Difference between revisions of "VorbisComment"
(→ENCODER: add some rationale for ENCODER (vs. vendor string))
(→Implementations: add link to oggz-comment)
|Line 242:||Line 242:|
* [http://sbooth.org/importers/ Spotlight importer]
* [http://sbooth.org/importers/ Spotlight importer]
Revision as of 00:00, 30 June 2009
VorbisComment is a base-level Metadata format initially created for use with Ogg Vorbis. It has since been adopted in the specifications of Ogg encapsulations for other Xiph.Org codecs including Theora, Speex and FLAC.
The use case for VorbisComment is given as:
... much like someone jotting a quick note on the bottom of a CDR. It should be a little information to remember the disc by and explain it to others; a short, to-the-point text note that need not only be a couple words, but isn't going to be more than a short paragraph.
VorbisComments are typically used to provide basic information like the title and copyright holder of a work. As such the scope is similar to that of ID3 tags used with MP3 files. VorbisComment is widely supported on portable Ogg Vorbis players as well as streaming, editing and playback software.
Although the syntax of VorbisComment is well-specified, various conventions exist for the field names in use. The goal for this page is to codify best practices and collect proposals for standardization of VorbisComment field names.
VorbisComments are typically encoded as the second packet in a codec stream. When VorbisComments are included in the first (ie. Theora) stream of an Ogg Theora file, they are assumed to cover all streams in the multiplexed group. 
VorbisComment is the simplest and most widely-supported mechanism for storing metadata with Xiph.Org codecs.
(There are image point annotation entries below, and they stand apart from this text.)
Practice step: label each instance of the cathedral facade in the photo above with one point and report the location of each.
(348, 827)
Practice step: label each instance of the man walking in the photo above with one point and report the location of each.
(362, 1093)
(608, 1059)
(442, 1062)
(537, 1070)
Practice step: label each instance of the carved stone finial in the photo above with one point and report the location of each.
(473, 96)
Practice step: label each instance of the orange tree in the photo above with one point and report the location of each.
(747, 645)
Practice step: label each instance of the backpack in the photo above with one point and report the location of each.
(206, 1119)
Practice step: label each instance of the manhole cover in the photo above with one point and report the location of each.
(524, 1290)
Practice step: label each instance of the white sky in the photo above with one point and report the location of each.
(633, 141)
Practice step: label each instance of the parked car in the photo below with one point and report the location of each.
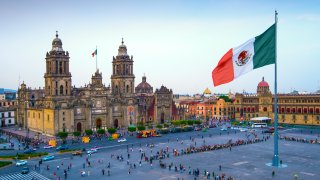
(21, 162)
(29, 151)
(122, 140)
(25, 170)
(47, 158)
(92, 151)
(61, 148)
(76, 153)
(48, 147)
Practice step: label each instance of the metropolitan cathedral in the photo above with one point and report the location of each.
(60, 106)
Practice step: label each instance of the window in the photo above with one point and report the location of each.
(61, 90)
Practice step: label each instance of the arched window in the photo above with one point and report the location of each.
(116, 90)
(61, 90)
(56, 88)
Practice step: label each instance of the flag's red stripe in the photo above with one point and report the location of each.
(224, 72)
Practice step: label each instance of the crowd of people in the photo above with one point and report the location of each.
(299, 139)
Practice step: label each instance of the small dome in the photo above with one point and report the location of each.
(263, 83)
(207, 91)
(144, 87)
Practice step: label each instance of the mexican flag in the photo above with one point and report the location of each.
(94, 53)
(255, 53)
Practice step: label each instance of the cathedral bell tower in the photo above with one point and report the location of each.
(122, 78)
(57, 76)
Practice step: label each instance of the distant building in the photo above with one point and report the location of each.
(293, 108)
(7, 117)
(62, 107)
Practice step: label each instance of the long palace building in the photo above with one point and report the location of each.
(62, 107)
(293, 108)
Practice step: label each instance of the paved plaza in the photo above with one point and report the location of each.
(240, 162)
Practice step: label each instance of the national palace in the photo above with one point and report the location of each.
(293, 108)
(60, 106)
For other existing and proposed mechanisms, see Metadata.
Recommended field names
The current VorbisComment recommendation contains a recommended set of field names for comments.
Proposed field names
Some proposals for extra field names:
Comments are intended to be free-form, but for the purposes of interoperability, it is helpful to define tag sets for particular applications, and provide some guidelines for machine parsing. Note that some field names have to be non-free-form to achieve machine parsing.
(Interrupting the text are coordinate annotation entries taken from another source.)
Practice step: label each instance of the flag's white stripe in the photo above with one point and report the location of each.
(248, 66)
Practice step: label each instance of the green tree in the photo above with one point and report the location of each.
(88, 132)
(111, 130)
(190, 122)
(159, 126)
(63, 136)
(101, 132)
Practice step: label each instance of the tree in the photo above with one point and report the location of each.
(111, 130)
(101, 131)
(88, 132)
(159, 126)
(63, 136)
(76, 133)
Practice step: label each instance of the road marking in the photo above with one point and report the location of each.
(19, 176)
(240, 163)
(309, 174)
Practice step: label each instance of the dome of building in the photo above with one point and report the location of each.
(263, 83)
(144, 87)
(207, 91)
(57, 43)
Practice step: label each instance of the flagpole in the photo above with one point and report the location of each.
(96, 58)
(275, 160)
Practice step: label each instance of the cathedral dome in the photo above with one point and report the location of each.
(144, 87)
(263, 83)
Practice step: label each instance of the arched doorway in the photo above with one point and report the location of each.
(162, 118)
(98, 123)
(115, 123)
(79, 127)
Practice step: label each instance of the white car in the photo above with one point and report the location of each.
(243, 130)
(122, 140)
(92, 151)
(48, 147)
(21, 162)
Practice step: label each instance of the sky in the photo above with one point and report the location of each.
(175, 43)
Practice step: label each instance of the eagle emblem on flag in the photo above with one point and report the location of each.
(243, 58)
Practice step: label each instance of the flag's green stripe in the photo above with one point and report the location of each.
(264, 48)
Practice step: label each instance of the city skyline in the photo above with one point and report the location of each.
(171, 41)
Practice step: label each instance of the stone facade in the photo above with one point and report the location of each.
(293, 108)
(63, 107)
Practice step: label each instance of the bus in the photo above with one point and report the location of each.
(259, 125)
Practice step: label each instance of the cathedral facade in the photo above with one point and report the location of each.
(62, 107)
The binary FLAC picture structure is base64 encoded and placed within a vorbis comment with the tag name "METADATA_BLOCK_PICTURE". This is the preferred and recommended way of embedding cover art within vorbis comments. It has the following benefits:
- Easy to use for developers since the identical (or similar) structure is also used by FLAC and MP3.
- The cover art can either be linked or embedded within the stream.
- Common picture file formats are supported (jpg and png).
- A description may be included and the picture type (front cover, back cover...) and image mime type are provided.
- Base64 encoded data is invariant under UTF-8 and a valid UTF-8 string, so obeys the rules for comment data.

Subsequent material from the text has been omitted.